Эрин перевернула страницу. Там обнаружился виртуозный рисунок тысячелистника. Графиня воспроизвела его соцветия, перисто-рассеченные листья и стержневой корень, покрытый тонкими корешками по бокам.
— Похоже, она была еще и одаренной художницей, — заметила Эрин.
— Это так, —
Эрин пробежала текст глазами, читая распространенные медицинские употребления тысячелистника в качестве кровоостанавливающего и ранозаживляющего средства. Внимание ее привлекло одно примечание. Он также ведом как Дьяволова Крапива, поелику помогает в ворожбе и ограждает от злых сил.
Последнее напомнило ей, что Батори жила во времена суеверий. И все же графиня стремилась понять растения, упорядочить их, подмешивая к науке верования своих дней. В душе Эрин зародилось скупое уважение к этой женщине. Графиня бросила вызов суевериям своего времени, чтобы поискать способы исцеления людских недугов.
Как же контрастирует это с категорическим предубеждением отца Эрин против современной медицины! Он просто-таки цепляется за суеверия мертвой хваткой мозолистых рук и совершенно несгибаем, не допуская никаких компромиссов.
Такая добровольная слепота убила ее новорожденную сестричку.
Эрин устроилась в своем кресле поудобнее и углубилась в чтение, больше не замечая турбулентных потоков, постигая употребление растений в древние времена. Но на полпути иллюстрации внезапно переменились.

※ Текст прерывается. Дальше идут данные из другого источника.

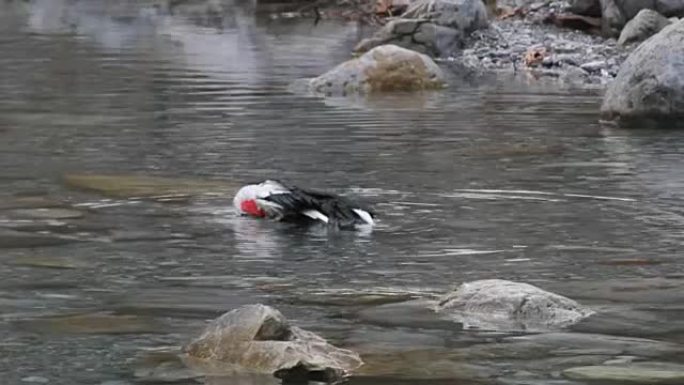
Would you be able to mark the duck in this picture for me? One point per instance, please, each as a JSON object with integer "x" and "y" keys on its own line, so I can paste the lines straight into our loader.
{"x": 272, "y": 199}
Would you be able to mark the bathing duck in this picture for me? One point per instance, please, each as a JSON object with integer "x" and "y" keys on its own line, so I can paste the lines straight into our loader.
{"x": 274, "y": 200}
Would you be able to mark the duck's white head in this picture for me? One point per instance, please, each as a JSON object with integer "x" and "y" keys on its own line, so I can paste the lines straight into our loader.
{"x": 246, "y": 199}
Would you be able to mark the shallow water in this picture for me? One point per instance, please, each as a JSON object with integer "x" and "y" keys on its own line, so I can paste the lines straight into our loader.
{"x": 505, "y": 177}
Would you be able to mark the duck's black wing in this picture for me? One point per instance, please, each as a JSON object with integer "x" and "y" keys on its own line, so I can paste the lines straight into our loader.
{"x": 337, "y": 210}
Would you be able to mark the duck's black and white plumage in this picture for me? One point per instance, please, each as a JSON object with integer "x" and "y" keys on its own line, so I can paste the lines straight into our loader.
{"x": 274, "y": 200}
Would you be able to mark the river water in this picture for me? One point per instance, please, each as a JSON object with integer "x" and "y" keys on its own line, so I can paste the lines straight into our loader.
{"x": 505, "y": 177}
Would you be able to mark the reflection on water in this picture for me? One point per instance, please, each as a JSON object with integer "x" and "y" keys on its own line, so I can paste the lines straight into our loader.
{"x": 502, "y": 179}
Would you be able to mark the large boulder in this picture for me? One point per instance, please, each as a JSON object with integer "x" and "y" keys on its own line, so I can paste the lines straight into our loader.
{"x": 433, "y": 27}
{"x": 384, "y": 68}
{"x": 616, "y": 13}
{"x": 258, "y": 339}
{"x": 650, "y": 84}
{"x": 645, "y": 24}
{"x": 505, "y": 305}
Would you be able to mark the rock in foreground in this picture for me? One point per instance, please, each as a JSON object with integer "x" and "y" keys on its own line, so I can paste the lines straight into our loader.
{"x": 258, "y": 339}
{"x": 504, "y": 305}
{"x": 650, "y": 84}
{"x": 384, "y": 68}
{"x": 641, "y": 373}
{"x": 433, "y": 27}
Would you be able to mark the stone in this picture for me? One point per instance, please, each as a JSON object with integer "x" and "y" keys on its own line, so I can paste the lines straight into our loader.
{"x": 637, "y": 373}
{"x": 35, "y": 380}
{"x": 645, "y": 24}
{"x": 463, "y": 15}
{"x": 384, "y": 68}
{"x": 594, "y": 66}
{"x": 433, "y": 27}
{"x": 46, "y": 213}
{"x": 92, "y": 323}
{"x": 10, "y": 239}
{"x": 505, "y": 305}
{"x": 616, "y": 13}
{"x": 424, "y": 366}
{"x": 145, "y": 186}
{"x": 586, "y": 7}
{"x": 649, "y": 88}
{"x": 258, "y": 339}
{"x": 612, "y": 18}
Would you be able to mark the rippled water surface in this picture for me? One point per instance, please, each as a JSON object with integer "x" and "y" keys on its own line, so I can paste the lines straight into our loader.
{"x": 497, "y": 178}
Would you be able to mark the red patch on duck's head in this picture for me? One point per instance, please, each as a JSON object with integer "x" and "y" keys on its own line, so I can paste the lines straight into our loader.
{"x": 250, "y": 207}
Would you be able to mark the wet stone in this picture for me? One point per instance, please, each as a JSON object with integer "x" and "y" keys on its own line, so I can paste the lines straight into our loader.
{"x": 19, "y": 239}
{"x": 150, "y": 187}
{"x": 258, "y": 339}
{"x": 91, "y": 323}
{"x": 48, "y": 262}
{"x": 639, "y": 373}
{"x": 433, "y": 364}
{"x": 28, "y": 202}
{"x": 35, "y": 380}
{"x": 45, "y": 213}
{"x": 162, "y": 366}
{"x": 497, "y": 304}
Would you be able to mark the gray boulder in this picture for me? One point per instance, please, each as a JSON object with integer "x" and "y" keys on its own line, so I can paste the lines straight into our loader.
{"x": 258, "y": 339}
{"x": 384, "y": 68}
{"x": 650, "y": 84}
{"x": 433, "y": 27}
{"x": 645, "y": 373}
{"x": 645, "y": 24}
{"x": 616, "y": 13}
{"x": 504, "y": 305}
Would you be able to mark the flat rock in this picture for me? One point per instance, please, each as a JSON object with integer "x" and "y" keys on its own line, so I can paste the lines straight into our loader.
{"x": 505, "y": 305}
{"x": 45, "y": 213}
{"x": 150, "y": 187}
{"x": 10, "y": 239}
{"x": 91, "y": 323}
{"x": 638, "y": 373}
{"x": 649, "y": 88}
{"x": 382, "y": 69}
{"x": 48, "y": 262}
{"x": 258, "y": 339}
{"x": 645, "y": 24}
{"x": 433, "y": 27}
{"x": 425, "y": 365}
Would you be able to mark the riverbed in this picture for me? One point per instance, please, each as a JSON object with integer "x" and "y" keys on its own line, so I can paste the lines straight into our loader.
{"x": 506, "y": 177}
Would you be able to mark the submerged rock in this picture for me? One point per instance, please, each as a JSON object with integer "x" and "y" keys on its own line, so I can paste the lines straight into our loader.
{"x": 433, "y": 27}
{"x": 650, "y": 84}
{"x": 384, "y": 68}
{"x": 645, "y": 24}
{"x": 638, "y": 373}
{"x": 145, "y": 186}
{"x": 92, "y": 323}
{"x": 20, "y": 239}
{"x": 498, "y": 304}
{"x": 257, "y": 338}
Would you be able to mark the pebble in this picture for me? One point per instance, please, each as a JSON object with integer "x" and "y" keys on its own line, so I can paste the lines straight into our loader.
{"x": 503, "y": 45}
{"x": 594, "y": 66}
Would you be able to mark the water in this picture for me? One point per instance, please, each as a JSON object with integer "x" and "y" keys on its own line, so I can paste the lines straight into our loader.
{"x": 501, "y": 178}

Вместо цветочных лепестков и корней она вдруг узрела подробнейшее изображение человеческого сердца — анатомически безупречное, как один из средневековых набросков да Винчи. Эрин поднесла книгу поближе к глазам. Аккуратным почерком под сердцем было записано имя женщины и ее возраст.
Семнадцать лет.
Продолжив чтение, она почувствовала, как теснит сердце в груди. Графиня обратила эту семнадцатилетнюю девушку в стригоя, а затем убила и вскрыла ее труп, пытаясь разобраться, почему ее собственное сердце больше не бьется. Графиня отметила, что сердце стригоя анатомически идентично с человеческим, но ему больше не требуется сокращаться. Батори записывала свои умозаключения на основе экспериментов тем же каллиграфическим почерком. И выдвинула гипотезу, что у стригоев другой способ кровообращения.
Она назвала его волей самой крови.
Потрясенная Эрин перечитала страницу снова. Незаурядный интеллект Батори не подлежит никакому сомнению. Эти страницы предвосхитили европейские теории кровообращения как минимум лет на двадцать. В своем уединенном замке, вдали от университетов и дворов, Элисабета с помощью макабрических экспериментов исхитрилась изучить свое новое тело так, как дано было постичь мало кому во всей Европе.
Эрин перешла к следующим страницам, где методы Батори становились все ужаснее и отвратительнее. Графиня пытала и убивала невинных, чтобы удовлетворить свое ненасытное любопытство, найдя своим талантам лекаря и ученого зловещее применение. Это напомнило Эрин то, что нацистские медики-исследователи вытворяли с заключенными в концлагерях, действуя так же бессердечно и не взирая на страдания подопытных.